Oats can become infected with Fusarium (fungi) species that can produce toxic compounds named mycotoxins, although there are no visible symptoms. Working closely with University College Dublin in a BBSRC / Science Foundation Ireland initiative, our Applied Mycology Group will help to develop novel and innovative strategies for control pre- and post-harvest.

Oats and oat-based product consumption in the UK and Ireland are increasing as they have beneficial health benefits. Oats can be infected during the critical ripening phase with a pathogen called Fusarium langsethiae, which produces no visible symptoms but contaminates the grain with type A trichothecenes named T-2 and HT-2.

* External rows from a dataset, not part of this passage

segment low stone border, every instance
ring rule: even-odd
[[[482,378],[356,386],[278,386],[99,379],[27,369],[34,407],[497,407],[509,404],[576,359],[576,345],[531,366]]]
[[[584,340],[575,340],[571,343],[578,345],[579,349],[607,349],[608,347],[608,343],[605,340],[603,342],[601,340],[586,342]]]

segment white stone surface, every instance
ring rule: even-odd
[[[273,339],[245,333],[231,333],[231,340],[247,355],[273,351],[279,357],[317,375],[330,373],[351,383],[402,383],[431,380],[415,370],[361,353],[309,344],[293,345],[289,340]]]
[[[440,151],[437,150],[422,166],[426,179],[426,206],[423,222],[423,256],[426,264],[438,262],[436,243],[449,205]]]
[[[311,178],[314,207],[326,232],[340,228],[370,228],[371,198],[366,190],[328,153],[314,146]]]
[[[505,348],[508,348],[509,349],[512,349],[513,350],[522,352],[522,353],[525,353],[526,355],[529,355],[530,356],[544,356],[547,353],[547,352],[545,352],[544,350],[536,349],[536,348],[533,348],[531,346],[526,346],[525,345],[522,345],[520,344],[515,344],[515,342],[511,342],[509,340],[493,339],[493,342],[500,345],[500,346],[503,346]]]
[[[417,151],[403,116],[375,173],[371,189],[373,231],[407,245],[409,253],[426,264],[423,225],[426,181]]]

Although there are European Union and UK recommendation on indicative levels of T-2 and HT-2 in oats for human consumption / feed (2013/165/EU), there is no information on how climate change could influence the infection of oats by this pathogen and impacts on mycotoxin contamination.

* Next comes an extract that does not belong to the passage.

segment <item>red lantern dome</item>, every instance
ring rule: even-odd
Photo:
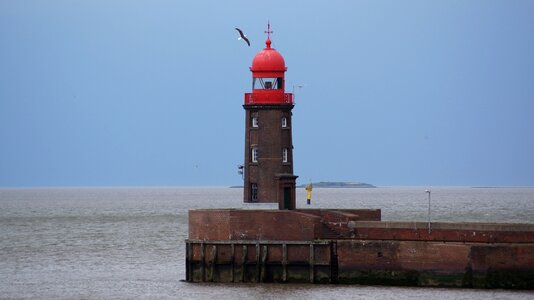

In close collaboration with University College Dublin, Ireland, via a BBSRC / Science Foundation Ireland initiative, we will examine the potential for identifying cultivars in the UK and Ireland that have better resistance to the pathogen. Also, we will develop effective strategies for controlling contamination by better understanding the effect of present / future climate change scenarios on the pathogen and mycotoxin contamination.